Comme l'a malheureusement déclaré Catherine Nayl, directrice de l'information de France Inter, le 25 janvier 2019, au micro d'Emmanuelle Daviet dans l'émission radiophonique "Le rendez-vous de la médiatrice", se félicitant de ce que les auditeurs prenaient la peine de contacter ses journalistes afin de leur faire part de leurs reproches concernant la couverture médiatique du mouvement des "Gilets jaunes", souvent jugée abusive.

Mais : "Faire grief" ou "Faire part de griefs" !

En raison de son niveau de responsabilité, du domaine dans lequel elle travaille (l'information), de ce qu'elle est une professionnelle du verbe, exerçant au plus haut niveau et donc, à ce titre, entourée d'une équipe de spécialistes de la communication dont certains l'aident à préparer ses interventions, ainsi que du cadre dans lequel elle a sorti cette formule (entretien préalablement préparé), je lui décerne sans hésiter mon label "Fâchés avec le français" !

"Une assertion".

Il s'agit d'une proposition, de forme affirmative ou négative, énonçant un jugement et soutenue comme absolument vraie.
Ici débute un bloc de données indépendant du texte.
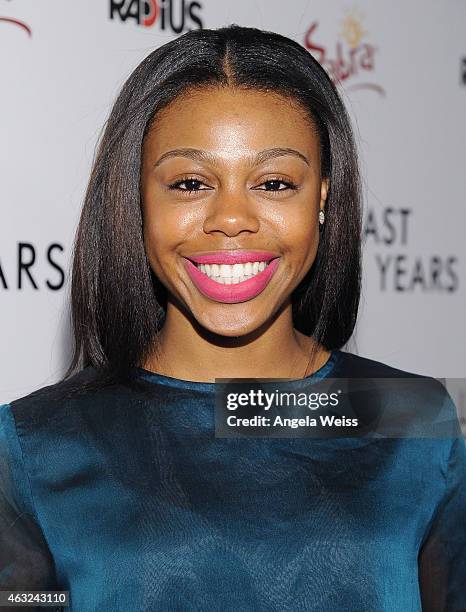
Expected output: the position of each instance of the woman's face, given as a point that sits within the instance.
(234, 176)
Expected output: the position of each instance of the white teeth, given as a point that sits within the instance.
(232, 274)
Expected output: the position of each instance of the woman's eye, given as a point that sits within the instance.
(274, 185)
(187, 185)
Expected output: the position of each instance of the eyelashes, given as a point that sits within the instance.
(191, 183)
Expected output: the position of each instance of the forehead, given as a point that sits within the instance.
(232, 119)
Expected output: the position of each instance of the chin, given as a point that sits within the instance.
(230, 327)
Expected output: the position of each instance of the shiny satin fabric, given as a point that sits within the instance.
(127, 499)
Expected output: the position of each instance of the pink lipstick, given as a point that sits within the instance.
(238, 291)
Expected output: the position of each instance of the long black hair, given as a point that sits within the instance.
(118, 306)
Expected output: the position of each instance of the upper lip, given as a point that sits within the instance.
(231, 257)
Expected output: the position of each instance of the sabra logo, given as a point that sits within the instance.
(174, 15)
(352, 60)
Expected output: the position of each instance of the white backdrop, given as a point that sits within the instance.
(400, 67)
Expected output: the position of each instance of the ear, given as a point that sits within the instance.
(324, 187)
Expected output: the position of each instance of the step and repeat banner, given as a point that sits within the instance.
(401, 69)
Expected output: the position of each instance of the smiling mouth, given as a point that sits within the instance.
(226, 274)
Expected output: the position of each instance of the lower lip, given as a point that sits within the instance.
(230, 294)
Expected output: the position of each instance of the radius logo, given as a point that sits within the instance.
(169, 15)
(352, 61)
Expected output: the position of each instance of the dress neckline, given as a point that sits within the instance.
(179, 383)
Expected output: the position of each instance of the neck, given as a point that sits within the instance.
(188, 351)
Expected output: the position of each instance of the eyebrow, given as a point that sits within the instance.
(205, 156)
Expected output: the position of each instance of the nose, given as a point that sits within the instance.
(231, 213)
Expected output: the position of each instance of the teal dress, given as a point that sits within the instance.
(125, 497)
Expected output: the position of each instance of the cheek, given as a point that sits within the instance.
(302, 235)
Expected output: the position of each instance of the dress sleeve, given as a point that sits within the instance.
(442, 560)
(25, 559)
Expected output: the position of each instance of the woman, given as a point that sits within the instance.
(220, 238)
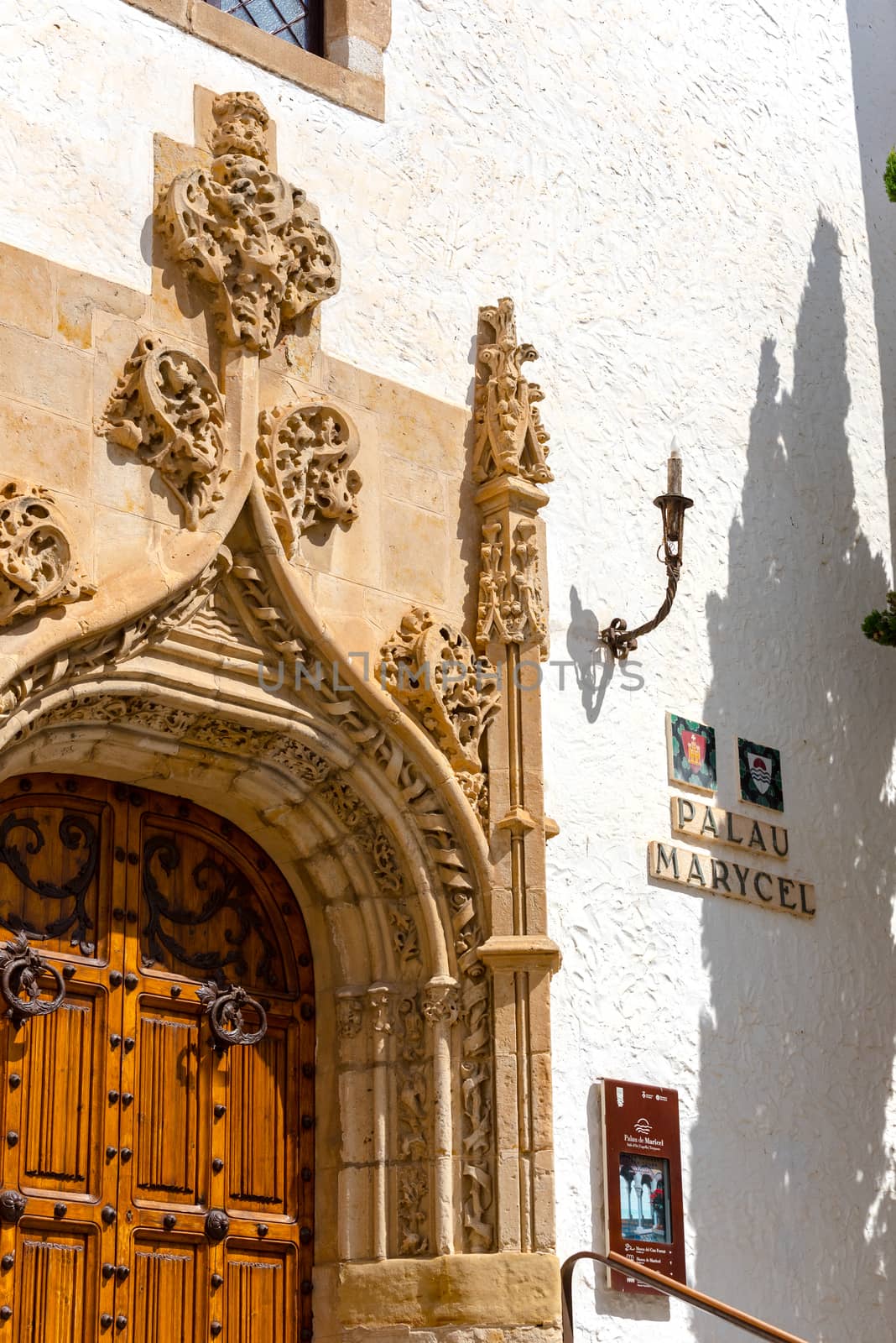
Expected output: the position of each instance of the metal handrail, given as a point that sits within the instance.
(665, 1284)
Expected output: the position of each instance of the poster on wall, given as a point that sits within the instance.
(643, 1181)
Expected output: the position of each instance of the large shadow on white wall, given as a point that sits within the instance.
(873, 39)
(792, 1186)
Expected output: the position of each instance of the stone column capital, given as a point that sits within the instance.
(440, 1001)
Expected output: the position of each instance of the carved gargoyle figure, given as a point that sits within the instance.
(434, 669)
(510, 436)
(305, 461)
(168, 410)
(247, 233)
(36, 564)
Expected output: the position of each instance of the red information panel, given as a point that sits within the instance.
(643, 1181)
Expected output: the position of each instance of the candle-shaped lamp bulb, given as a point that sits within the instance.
(675, 472)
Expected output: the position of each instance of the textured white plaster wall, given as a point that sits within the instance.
(685, 201)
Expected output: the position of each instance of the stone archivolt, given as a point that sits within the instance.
(168, 410)
(305, 463)
(36, 563)
(435, 671)
(247, 234)
(510, 436)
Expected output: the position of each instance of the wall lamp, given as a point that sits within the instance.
(617, 637)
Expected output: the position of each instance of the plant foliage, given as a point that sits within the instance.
(889, 175)
(880, 626)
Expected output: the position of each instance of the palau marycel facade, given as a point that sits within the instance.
(405, 881)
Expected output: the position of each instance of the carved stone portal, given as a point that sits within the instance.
(168, 410)
(250, 235)
(305, 461)
(510, 436)
(435, 671)
(36, 564)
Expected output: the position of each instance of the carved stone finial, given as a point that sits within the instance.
(247, 234)
(511, 608)
(510, 436)
(36, 564)
(349, 1011)
(240, 125)
(440, 1001)
(168, 410)
(434, 669)
(305, 461)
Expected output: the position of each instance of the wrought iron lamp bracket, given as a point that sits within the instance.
(617, 637)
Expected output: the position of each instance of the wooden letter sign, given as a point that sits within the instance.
(643, 1181)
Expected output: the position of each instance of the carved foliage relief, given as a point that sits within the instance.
(435, 671)
(511, 608)
(305, 462)
(168, 410)
(247, 234)
(510, 436)
(36, 563)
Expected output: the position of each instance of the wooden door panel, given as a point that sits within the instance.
(170, 1114)
(165, 1296)
(260, 1163)
(123, 1116)
(259, 1286)
(60, 1099)
(199, 913)
(55, 854)
(55, 1275)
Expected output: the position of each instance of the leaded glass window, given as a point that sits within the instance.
(300, 22)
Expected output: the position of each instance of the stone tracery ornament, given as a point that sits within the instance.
(247, 234)
(510, 436)
(349, 1013)
(435, 671)
(36, 563)
(305, 462)
(511, 608)
(168, 410)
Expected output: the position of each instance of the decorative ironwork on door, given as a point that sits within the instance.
(157, 1074)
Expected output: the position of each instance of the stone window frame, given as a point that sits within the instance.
(356, 34)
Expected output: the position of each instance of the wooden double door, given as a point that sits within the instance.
(157, 1074)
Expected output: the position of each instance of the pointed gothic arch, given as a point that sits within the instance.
(378, 841)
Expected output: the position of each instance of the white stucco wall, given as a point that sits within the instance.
(685, 205)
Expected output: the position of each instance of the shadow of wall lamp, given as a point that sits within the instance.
(617, 637)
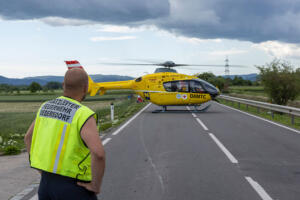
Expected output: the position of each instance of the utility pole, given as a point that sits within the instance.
(227, 67)
(226, 85)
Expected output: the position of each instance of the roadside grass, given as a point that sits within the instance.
(15, 118)
(257, 91)
(41, 96)
(280, 118)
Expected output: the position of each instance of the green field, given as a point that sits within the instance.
(255, 91)
(18, 111)
(280, 118)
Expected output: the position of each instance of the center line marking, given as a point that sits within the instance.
(104, 142)
(224, 149)
(260, 190)
(124, 125)
(202, 124)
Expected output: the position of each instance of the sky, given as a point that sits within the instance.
(37, 36)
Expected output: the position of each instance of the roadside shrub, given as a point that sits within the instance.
(12, 150)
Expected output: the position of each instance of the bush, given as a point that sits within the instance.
(280, 81)
(12, 150)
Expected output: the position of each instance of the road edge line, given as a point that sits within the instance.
(258, 188)
(272, 122)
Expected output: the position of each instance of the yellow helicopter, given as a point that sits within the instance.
(165, 87)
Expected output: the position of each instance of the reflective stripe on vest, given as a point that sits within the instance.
(57, 146)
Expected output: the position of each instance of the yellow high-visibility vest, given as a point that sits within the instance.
(57, 146)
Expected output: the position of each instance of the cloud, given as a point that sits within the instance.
(100, 39)
(227, 52)
(59, 21)
(105, 11)
(119, 29)
(256, 20)
(280, 49)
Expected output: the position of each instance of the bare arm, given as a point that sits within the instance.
(90, 136)
(28, 137)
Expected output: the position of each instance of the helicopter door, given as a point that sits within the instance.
(147, 95)
(195, 87)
Ou bien, de manière péjorative, de l'énonciation catégorique d'une vérité dont les preuves ne sont pas fournies en même temps.

On dit par exemple : "J'ai trouvé les assertions de ce candidat pour le moins surprenantes".

"Un blasphème".

C'est une parole outrageant la divinité, la religion, le sacré, et, par extension, une personne ou une chose considérée comme quasi sacrée.

De ce fait, le blasphème est naturellement prohibé par la religion.

Celui ou celle qui blasphème est appelé "blasphémateur" ou "blasphématrice" et leurs agissements sont qualifiés de "blasphématoires".

Exemple de jurons blasphématoires : "Nom de Dieu !" ou "Bon Dieu !".